IEEE802 refers to a family of IEEE standards dealing with local and metropolitan area networks including the IEEE802.11 standard with which most of us are familiar under its more common name; WiFi. The IEEE802.15.4 standard was designed to deal with relatively short range Wireless Personal Area Networks (WPAN) and includes the PHY and MAC specification for Zigbee devices.

The 802.15.4a amendment to this standard was ratified in 2007 and added two additional physical interface (PHY) standards to the original IEEE802.15.4 standard. One of these additional interface standards is based on Ultra Wideband.  In 2011, the 'a' amendment was incorporated into the main body of the standard and was denoted IEEE802.15.4-2011. IEEE802.15.4-2011 adds significantly to the IEEE802.15.4 standard,

The portion of the IEEE802.15.4 standard that relates to IR-UWB specifies 4 different data rates; 110 kbps, 850 kbps, 6.8 Mbps and 27 Mbps, over 15 different frequency bands at least some of which have now been authorised by regulatory bodies in most of the main geographies worldwide. The standard also includes specific support for ranging.

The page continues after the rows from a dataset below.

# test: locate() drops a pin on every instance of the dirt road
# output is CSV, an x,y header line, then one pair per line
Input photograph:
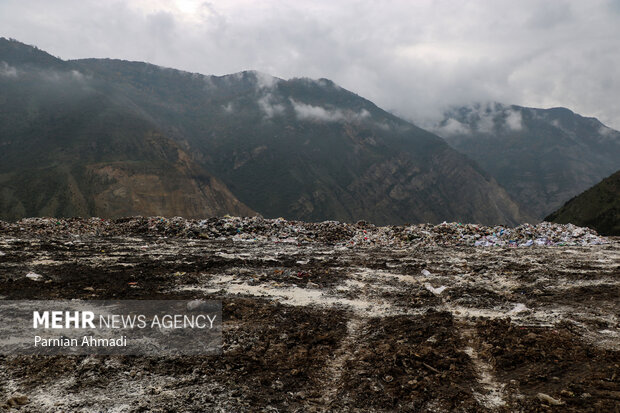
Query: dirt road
x,y
321,326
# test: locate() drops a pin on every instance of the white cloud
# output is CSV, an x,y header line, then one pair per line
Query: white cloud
x,y
452,127
228,108
514,120
269,106
7,70
416,58
318,113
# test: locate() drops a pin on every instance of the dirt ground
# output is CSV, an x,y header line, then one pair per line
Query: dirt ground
x,y
324,327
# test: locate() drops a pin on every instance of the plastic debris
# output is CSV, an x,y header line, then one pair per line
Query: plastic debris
x,y
34,276
546,398
434,290
258,229
518,308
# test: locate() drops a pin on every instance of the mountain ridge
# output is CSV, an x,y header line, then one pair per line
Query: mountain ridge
x,y
543,157
300,148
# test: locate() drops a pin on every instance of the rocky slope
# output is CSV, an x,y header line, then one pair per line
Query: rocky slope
x,y
543,157
70,147
598,207
300,148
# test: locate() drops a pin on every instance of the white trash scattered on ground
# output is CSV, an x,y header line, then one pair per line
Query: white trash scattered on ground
x,y
252,229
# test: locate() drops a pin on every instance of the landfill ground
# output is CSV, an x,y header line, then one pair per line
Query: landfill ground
x,y
319,320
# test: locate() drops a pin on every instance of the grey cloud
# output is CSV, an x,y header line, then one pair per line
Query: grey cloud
x,y
7,70
414,58
270,106
304,111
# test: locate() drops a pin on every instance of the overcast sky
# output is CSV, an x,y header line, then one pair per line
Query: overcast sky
x,y
413,57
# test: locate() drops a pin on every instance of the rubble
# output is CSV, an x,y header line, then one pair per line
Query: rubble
x,y
251,229
329,316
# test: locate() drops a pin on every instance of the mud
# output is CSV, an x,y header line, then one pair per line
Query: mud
x,y
319,326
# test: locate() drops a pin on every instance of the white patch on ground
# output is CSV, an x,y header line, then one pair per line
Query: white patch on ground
x,y
34,276
493,396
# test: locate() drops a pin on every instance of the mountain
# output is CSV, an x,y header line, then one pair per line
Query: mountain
x,y
300,148
597,208
543,157
70,147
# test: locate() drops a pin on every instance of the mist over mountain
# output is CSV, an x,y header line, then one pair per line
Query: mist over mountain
x,y
71,146
299,148
543,157
597,208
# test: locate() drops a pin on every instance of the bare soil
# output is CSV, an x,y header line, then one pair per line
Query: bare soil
x,y
323,327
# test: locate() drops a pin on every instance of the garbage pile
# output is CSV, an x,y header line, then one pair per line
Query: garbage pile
x,y
279,230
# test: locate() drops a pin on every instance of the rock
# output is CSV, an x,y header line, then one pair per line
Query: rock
x,y
548,399
34,276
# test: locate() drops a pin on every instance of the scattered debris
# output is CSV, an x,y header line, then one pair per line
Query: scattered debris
x,y
34,276
518,308
548,399
434,290
252,229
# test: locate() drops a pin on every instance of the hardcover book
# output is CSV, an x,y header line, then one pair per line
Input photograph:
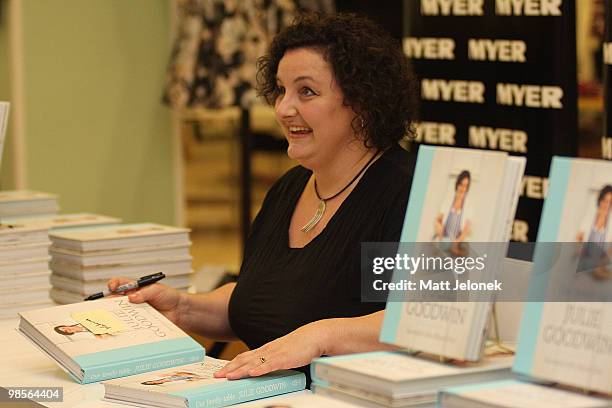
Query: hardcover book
x,y
56,221
193,385
27,203
113,257
516,394
565,333
108,338
171,267
119,237
398,378
462,204
298,400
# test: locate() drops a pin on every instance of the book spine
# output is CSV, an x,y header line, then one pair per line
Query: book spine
x,y
246,390
120,363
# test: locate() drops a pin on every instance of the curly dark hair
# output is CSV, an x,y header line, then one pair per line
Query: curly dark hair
x,y
366,61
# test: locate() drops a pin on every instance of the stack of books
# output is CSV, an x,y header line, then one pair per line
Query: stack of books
x,y
26,203
83,259
565,344
24,269
61,221
143,358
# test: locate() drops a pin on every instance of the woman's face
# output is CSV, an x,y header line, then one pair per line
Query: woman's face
x,y
310,108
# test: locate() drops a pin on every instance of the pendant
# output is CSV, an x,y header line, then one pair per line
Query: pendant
x,y
317,217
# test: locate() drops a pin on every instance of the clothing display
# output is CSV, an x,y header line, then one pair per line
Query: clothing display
x,y
280,288
213,62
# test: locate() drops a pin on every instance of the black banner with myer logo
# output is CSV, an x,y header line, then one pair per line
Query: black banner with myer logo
x,y
606,140
498,75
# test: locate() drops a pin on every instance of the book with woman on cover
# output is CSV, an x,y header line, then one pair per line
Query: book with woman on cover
x,y
461,208
108,338
194,385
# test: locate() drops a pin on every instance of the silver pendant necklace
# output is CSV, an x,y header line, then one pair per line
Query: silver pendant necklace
x,y
322,201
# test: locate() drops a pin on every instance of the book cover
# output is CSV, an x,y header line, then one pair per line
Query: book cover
x,y
171,267
16,196
56,221
565,332
118,236
85,288
401,375
17,234
298,400
193,385
134,338
516,394
458,208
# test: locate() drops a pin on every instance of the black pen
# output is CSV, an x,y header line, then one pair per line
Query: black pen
x,y
144,281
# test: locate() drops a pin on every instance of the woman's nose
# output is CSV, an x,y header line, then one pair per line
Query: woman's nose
x,y
285,107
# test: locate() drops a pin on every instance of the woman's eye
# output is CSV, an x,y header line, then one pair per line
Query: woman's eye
x,y
307,91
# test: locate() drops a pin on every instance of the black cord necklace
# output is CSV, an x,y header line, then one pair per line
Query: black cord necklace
x,y
321,207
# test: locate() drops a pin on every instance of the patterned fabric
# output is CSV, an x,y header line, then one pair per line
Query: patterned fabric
x,y
213,62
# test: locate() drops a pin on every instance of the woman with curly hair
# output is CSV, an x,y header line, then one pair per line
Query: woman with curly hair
x,y
343,96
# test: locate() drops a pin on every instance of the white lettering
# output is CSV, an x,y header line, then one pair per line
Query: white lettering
x,y
452,90
452,7
429,48
483,49
528,7
436,133
534,187
531,96
509,140
520,229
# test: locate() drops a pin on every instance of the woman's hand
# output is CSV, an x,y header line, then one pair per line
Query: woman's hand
x,y
163,298
296,349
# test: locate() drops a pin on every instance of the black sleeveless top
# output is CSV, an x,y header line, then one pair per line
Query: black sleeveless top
x,y
280,289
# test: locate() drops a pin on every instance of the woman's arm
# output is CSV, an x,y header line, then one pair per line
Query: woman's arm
x,y
301,346
206,313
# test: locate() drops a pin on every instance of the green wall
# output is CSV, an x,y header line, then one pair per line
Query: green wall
x,y
6,174
96,132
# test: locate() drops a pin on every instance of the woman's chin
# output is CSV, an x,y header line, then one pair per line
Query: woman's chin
x,y
299,153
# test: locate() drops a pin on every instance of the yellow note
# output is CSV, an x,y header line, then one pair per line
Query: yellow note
x,y
99,321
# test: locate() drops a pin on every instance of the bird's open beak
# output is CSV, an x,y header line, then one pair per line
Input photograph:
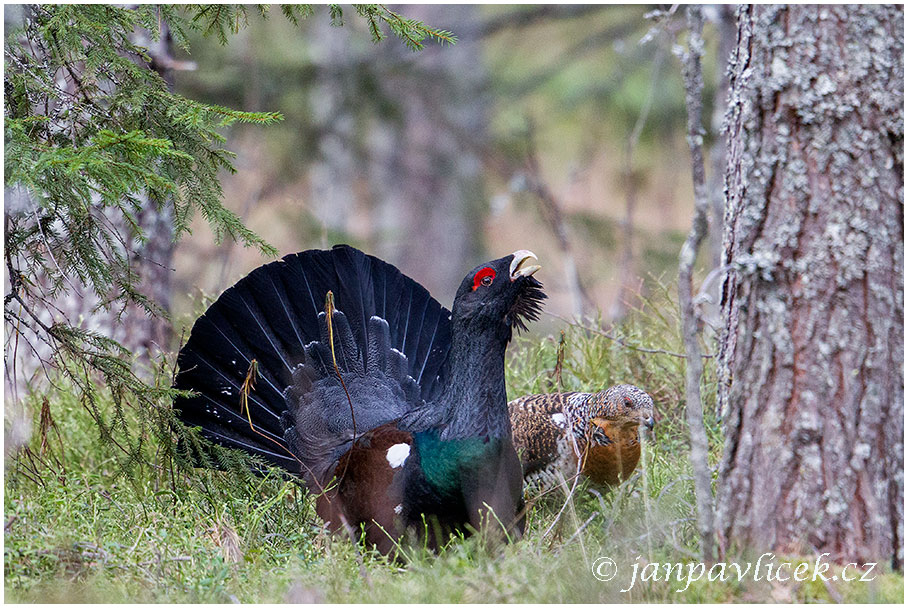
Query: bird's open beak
x,y
522,265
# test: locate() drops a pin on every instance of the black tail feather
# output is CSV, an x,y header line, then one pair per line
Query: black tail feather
x,y
272,317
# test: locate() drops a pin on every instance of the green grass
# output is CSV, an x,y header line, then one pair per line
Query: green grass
x,y
79,529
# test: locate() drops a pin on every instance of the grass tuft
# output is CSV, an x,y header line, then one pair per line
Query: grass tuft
x,y
79,528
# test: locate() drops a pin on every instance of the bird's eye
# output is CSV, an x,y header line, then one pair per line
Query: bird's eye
x,y
484,277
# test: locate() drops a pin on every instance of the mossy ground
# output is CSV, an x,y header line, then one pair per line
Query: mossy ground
x,y
77,529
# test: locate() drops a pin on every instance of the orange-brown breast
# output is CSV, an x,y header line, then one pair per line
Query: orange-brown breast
x,y
609,464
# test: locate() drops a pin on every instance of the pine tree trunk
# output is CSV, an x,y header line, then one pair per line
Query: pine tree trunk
x,y
811,358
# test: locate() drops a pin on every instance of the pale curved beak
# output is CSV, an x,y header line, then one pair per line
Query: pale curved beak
x,y
523,264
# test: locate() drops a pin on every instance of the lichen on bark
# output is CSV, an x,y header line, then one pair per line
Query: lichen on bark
x,y
811,356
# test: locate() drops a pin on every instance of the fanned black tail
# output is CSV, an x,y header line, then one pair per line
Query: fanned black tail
x,y
272,316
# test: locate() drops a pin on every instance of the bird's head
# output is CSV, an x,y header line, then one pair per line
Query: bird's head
x,y
623,406
501,294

Many of ScenSor’s high performing features derive from our conformance with IEEE802.15.4-2011.  High precision ranging / location capability, high aggregate data throughput, multi-path immunity and operation in interference-free parts of the spectrum all derive from adherence to IEEE802.15.4-2011. 

In addition to all that, at DecaWave, we have made a number of key innovations in our implementation of the IEEE802.15.4-2011 standard.

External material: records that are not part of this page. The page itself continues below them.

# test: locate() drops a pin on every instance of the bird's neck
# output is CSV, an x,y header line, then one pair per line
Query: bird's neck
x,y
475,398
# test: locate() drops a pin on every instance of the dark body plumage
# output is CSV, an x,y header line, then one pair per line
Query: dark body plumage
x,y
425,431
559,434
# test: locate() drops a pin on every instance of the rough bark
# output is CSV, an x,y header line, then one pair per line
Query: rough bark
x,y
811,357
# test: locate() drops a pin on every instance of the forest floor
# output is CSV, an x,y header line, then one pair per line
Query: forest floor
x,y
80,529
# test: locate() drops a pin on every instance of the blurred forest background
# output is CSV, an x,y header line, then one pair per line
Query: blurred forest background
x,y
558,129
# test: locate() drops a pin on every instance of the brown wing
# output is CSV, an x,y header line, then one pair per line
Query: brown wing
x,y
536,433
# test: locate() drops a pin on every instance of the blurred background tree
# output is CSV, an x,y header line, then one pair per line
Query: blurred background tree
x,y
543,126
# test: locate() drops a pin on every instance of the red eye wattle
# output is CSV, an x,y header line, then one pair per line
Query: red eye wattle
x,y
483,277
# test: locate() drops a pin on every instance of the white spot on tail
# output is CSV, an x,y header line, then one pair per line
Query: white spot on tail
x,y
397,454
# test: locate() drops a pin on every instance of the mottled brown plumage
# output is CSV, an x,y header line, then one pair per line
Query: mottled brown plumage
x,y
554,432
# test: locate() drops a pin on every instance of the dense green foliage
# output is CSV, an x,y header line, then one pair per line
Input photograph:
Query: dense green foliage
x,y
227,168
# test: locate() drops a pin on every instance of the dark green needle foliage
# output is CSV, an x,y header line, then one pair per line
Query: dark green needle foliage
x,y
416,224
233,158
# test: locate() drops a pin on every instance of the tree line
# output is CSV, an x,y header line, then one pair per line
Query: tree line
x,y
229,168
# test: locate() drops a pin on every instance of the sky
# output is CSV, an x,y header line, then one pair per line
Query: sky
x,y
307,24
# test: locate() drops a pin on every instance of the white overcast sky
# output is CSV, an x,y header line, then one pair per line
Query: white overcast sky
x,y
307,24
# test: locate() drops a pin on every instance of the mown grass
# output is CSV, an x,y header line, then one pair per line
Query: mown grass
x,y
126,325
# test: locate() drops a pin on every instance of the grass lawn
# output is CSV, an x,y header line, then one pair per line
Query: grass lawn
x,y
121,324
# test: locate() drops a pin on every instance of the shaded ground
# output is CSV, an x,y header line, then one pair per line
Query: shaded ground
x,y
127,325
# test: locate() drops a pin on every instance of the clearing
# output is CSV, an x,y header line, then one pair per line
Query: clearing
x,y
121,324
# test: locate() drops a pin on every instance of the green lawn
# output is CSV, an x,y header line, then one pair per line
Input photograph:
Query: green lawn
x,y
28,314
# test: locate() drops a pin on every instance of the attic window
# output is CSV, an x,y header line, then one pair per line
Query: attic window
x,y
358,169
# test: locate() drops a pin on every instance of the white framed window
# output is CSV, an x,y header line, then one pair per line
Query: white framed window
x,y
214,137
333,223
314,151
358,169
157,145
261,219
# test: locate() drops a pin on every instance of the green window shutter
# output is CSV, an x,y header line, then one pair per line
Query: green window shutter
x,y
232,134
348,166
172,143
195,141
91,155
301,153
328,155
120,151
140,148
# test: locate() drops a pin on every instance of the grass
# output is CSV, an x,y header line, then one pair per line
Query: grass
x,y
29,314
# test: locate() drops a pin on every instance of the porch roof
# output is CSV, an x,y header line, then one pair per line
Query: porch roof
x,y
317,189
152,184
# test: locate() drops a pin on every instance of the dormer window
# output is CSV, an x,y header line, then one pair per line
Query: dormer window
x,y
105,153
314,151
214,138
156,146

The first is in using a coherent receiver. This is a specific technique that, simply put, allows more energy to be extracted from the received signal than would be the case in a non-coherent implementation. This increases the operating range in non-line-of-sight conditions which is key to operation at a distance indoors where there are likely to be many obstacles and a line of sight between the transmitter and receiver most likely will not exist.

The second is proprietary to DecaWave and is the subject of patent applications. This allows us to implement the design in a significantly smaller silicon area than would otherwise be the case. Generally speaking in semiconductor manufacture cost is proportional to die size so the smaller the die the lower the cost – and our novel implementation allows ScenSor to be the smallest UWB IEEE802.15.4-2011 compliant chip on the market.